Familienleistungen für Wanderarbeitnehmer*innen dürfen nicht mit der Begründung abgesenkt werden, dass Kinder nicht im Mitgliedstaat leben:

Wanderarbeitnehmer*innen sind im Bezug auf Familienleistungen wie Kindergeld sowie steuerliche und soziale Vergünstigungen gegenüber inländischen Arbeitnehmer*innen grundsätzlich gleich zu behandeln. Die Republik Österreich hat durch die Einführung eines Anpassungsmechanismus in Bezug auf die Familienbeihilfe und den Kinderabsetzbetrag sowie durch die Einführung eines Anpassungsmechanismus in Bezug auf den Familienbonus Plus, den Alleinverdienerabsetzbetrag, den Alleinerzieherabsetzbetrag und den Unterhaltsabsetzbetrag für Erwerbstätige, deren Kinder ständig in einem anderen Mitgliedstaat wohnen, gegen Art. 4 und 67 der VO 883/2004 (Verordnung zur Koordinierung der Systeme der sozialen Sicherheit) sowie Art. 7 Abs. 2 der VO 492/2011 (Verordnung über die Freizügigkeit der Arbeitnehmer innerhalb der Union) verstoßen.

(Leitsätze der Redaktion)

Schlagwörter: Familienleistungen, Unionsrecht, Inländergleichbehandlung, EU-Staatsangehörige, Vertragsverletzungsverfahren, Kindergeld, Sozialleistungen,
Normen: VO 492/2011 Art. 7 Abs. 2, VO 883/2004 Art. 4, VO 883/2004 Art. 67, AEUV Art. 258,
Auszüge:

[...]

47 Art. 67 der Verordnung Nr. 883/2004 ist daher dahin auszulegen, dass die Familienleistungen, die ein Mitgliedstaat Erwerbstätigen gewährt, deren Familienangehörige in diesem Mitgliedstaat wohnen, exakt jenen entsprechen müssen, die er Erwerbstätigen gewährt, deren Familienangehörige in einem anderen Mitgliedstaat wohnen. Entgegen dem Vorbringen der Republik Österreich rechtfertigen es die Kaufkraftunterschiede zwischen den Mitgliedstaaten im Hinblick auf diese Bestimmung nicht, dass ein Mitgliedstaat dieser zweiten Personengruppe Leistungen in anderer Höhe gewährt als der ersten Personengruppe. [...]

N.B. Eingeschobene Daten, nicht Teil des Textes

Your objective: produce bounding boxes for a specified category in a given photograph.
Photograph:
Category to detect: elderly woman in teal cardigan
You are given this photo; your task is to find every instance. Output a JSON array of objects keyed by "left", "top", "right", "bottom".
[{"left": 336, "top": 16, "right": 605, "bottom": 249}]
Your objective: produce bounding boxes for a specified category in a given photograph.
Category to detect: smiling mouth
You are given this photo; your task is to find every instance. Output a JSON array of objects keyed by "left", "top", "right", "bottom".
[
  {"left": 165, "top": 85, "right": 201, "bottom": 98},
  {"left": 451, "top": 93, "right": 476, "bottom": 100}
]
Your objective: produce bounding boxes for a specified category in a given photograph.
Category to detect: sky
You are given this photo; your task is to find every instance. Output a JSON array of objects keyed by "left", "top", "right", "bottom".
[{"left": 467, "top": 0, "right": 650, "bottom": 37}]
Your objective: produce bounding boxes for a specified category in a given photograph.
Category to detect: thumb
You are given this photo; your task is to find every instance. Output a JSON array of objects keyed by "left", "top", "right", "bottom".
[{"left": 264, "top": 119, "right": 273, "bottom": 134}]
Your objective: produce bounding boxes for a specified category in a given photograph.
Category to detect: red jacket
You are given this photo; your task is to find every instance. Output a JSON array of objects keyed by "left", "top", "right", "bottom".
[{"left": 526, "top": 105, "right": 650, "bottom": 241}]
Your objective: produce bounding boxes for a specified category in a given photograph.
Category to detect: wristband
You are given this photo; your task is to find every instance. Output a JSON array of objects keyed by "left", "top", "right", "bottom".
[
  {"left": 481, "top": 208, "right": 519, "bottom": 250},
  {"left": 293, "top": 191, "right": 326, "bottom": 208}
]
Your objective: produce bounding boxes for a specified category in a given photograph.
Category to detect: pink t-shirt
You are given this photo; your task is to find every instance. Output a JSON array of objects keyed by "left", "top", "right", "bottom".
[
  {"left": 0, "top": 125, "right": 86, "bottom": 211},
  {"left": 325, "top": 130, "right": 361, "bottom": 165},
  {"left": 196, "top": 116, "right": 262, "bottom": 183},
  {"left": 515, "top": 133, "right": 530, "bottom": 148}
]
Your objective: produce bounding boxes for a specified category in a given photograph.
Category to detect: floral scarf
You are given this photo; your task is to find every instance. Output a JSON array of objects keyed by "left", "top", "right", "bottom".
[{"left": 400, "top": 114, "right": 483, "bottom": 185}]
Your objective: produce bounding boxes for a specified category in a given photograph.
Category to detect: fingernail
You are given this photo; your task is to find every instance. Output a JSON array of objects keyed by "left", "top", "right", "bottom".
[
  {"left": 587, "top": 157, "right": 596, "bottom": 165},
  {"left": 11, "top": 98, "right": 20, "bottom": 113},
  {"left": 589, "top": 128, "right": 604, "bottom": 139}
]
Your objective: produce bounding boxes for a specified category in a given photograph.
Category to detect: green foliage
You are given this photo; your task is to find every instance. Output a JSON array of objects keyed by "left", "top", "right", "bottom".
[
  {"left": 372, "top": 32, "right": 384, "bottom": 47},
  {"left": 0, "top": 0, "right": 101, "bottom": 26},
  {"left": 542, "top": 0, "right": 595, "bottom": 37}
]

109 Schließlich hat der Gerichtshof wiederholt entschieden, dass Wanderarbeitnehmer mit den Steuern und Sozialabgaben, die sie im Aufnahmemitgliedstaat aufgrund der dort von ihnen ausgeübten unselbständigen Erwerbstätigkeit entrichten, zur Finanzierung der sozialpolitischen Maßnahmen dieses Staats beitragen. Daher müssen ihnen diese Maßnahmen unter den gleichen Bedingungen zugutekommen wie inländischen Arbeitnehmern (Urteil vom 10. Juli 2019, Aubriet, C-410/18, EU:C:2019:582, Rn. 33 und die dort angeführte Rechtsprechung). Dadurch wird die Bedeutung des Ansatzes bestätigt, wonach Wanderarbeitnehmer in Bezug auf Familienleistungen sowie steuerliche und soziale Vergünstigungen gleichbehandelt werden müssen. [...]

Aus diesen Gründen hat der Gerichtshof (Zweite Kammer) für Recht erkannt und entschieden:

1. Die Republik Österreich hat durch die – auf die Änderung von § 8a des Bundesgesetzes betreffend den Familienlastenausgleich durch Beihilfen vom 24. Oktober 1967 in der durch das Bundesgesetz, mit dem das Familienlastenausgleichsgesetz 1967, das Einkommensteuergesetz 1988 und das Entwicklungshelfergesetz geändert werden, vom 4. Dezember 2018 geänderten Fassung und von § 33 des Bundesgesetzes über die Besteuerung des Einkommens natürlicher Personen vom 7. Juli 1988 in der durch das Jahressteuergesetz 2018 vom 14. August 2018 und das Bundesgesetz, mit dem das Familienlastenausgleichsgesetz 1967, das Einkommensteuergesetz 1988 und das Entwicklungshelfergesetz geändert werden, vom 4. Dezember 2018 geänderten Fassung zurückgehende – Einführung eines Anpassungsmechanismus in Bezug auf die Familienbeihilfe und den Kinderabsetzbetrag für Erwerbstätige, deren Kinder ständig in einem anderen Mitgliedstaat wohnen, gegen ihre Verpflichtungen aus den Art. 4 und 67 der Verordnung (EG) Nr. 883/2004 des Europäischen Parlaments und des Rates vom 29. April 2004 zur Koordinierung der Systeme der sozialen Sicherheit sowie aus Art. 7 Abs. 2 der Verordnung (EU) Nr. 492/2011 des Europäischen Parlaments und des Rates vom 5. April 2011 über die Freizügigkeit der Arbeitnehmer innerhalb der Union verstoßen.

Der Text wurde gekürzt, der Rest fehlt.